Sunday, June 10, 2018

Our Stay in Westeros

(Westeros is the setting for Game of Thrones for those, like us, who don't follow the series.)

Dubrovnik old town was crawling with advertising for its links to the filming of Game of Thrones and The Last Jedi. The mayor allowed them to film for free, on the basis that the advertising alone would pay for it (although they couldn't do it in season, of course, so they were probably freezing in some of the Star Wars scenes). That seems to have paid off, with tourists choosing the city on the basis of the filming there.

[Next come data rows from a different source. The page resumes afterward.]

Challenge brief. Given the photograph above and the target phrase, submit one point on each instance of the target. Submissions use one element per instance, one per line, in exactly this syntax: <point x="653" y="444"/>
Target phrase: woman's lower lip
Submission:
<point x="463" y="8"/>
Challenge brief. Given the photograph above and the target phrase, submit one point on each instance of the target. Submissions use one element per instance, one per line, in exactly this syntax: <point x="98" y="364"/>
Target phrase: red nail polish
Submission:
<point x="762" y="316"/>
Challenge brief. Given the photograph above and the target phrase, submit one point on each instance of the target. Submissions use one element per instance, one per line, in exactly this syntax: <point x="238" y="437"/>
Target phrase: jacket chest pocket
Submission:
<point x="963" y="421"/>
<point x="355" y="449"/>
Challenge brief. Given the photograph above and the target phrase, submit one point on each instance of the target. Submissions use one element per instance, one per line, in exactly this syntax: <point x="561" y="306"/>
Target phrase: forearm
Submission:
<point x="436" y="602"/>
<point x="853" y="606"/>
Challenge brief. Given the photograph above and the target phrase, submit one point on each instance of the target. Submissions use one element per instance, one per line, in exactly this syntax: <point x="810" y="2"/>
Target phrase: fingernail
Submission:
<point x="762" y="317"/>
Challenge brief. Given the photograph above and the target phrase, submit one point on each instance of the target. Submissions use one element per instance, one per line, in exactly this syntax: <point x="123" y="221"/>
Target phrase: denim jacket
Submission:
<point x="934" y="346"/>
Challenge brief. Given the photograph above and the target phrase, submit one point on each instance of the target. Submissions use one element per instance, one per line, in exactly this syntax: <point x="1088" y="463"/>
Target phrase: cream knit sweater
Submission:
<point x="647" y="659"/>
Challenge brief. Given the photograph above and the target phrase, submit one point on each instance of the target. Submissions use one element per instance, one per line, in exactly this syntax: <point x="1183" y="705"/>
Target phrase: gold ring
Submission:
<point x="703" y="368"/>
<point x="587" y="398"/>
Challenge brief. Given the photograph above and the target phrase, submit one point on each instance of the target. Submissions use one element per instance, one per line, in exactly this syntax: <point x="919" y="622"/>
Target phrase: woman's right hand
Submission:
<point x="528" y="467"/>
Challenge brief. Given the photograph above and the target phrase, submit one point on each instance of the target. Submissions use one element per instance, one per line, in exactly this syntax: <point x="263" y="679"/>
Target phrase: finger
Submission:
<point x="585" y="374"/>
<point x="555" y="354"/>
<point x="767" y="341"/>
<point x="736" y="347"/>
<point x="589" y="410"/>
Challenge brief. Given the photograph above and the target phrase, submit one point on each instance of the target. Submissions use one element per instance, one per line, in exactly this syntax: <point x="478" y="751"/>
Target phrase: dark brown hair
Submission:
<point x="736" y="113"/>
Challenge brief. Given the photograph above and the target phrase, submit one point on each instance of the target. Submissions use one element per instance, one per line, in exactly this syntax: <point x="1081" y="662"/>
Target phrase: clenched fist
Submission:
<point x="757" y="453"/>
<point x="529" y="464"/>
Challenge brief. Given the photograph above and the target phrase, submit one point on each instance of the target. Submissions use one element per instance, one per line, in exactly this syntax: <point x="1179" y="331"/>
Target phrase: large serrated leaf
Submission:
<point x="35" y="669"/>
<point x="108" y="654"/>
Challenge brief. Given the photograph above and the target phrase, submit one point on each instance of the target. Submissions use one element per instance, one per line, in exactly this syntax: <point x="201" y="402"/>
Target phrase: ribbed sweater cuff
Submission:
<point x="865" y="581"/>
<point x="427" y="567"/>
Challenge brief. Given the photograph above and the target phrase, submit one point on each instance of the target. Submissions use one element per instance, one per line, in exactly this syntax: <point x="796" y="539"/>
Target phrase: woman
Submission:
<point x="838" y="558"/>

After Dubrovnik we moved up the coast to Split. The old town of Split grew around the palace Diocletian built, and it is really quite sweet to see the Medieval and Renaissance buildings built into ancient Roman walls and temples turned to churches or civic buildings with minimal changes.

A stretch of waterfront, built into the front of the Roman Imperial Palace.

The old town was quite crowded in the major attractions and as we went through some of the grander places you could hear people talking about which scenes had been filmed there. We had been over-optimistic. It turns out that much of Game of Thrones was filmed in the Split area.

But for all the excitement, the City History Museum, which was really quite a good one, was decidedly short on people.

This couple have written excitedly about many of the places at www.boredpanda.com and not a mention of why anyone might have built the real places. Given the incredible real history of the real place, it seems odd for me to focus solely on imaginary history.

Klis castle (and cell phone tower). That cliff is near vertical much of the way up.

We went to the fortress of Klis, which is just on the outskirts of Split, where its history was well explained in the little museum on the site. It was the Ottoman border for several hundred years and had been the base of the Ushkoks, who have a bit of a Robin Hood aura in Croatian folklore. Once it fell to the Turks it was a terrifying threat to the locals, being within sight of the still Christian coast. Yet all the other visitors seemed to be interested only in its links to the TV series.

So terrifying was the Turkish threat that the locals built an amazing variety of little fortified hamlets, castles, forts and bridges. Quite a few of these remain, especially along the "Kastel" coast to Trogir. We were staying in one of those villages, Kastel Gomilica, which has a fortified island, still lived in (you can stay on the island, although we didn't).

 Gomilica "Castle"

Alison and I had a nice wander along the coast one of the days looking at all the bits of interest in each of the villages – which have now merged, because the area is nicer than Split town itself and both the locals move there and tourists stay in the many small apartments and B'n'Bs.

The water is as blue and clear as it has been down the whole coast – the photo above is a good indication of what it looks like out to sea. Although the land doesn't plunge into the sea from cliffs like it does on much of the coast, there are still a line of cliffs a couple of kilometres back behind the houses. The overall effect is very picturesque.

And so now to Zagreb. We've spent just over two weeks on the Dalmatian coast (including the Montenegrin section) and while we can see what brings in the more fleeting tourists, we are going to be happy to leave it behind. It is beautiful, but travel is so awkward and too much of it is too busy at this time of year.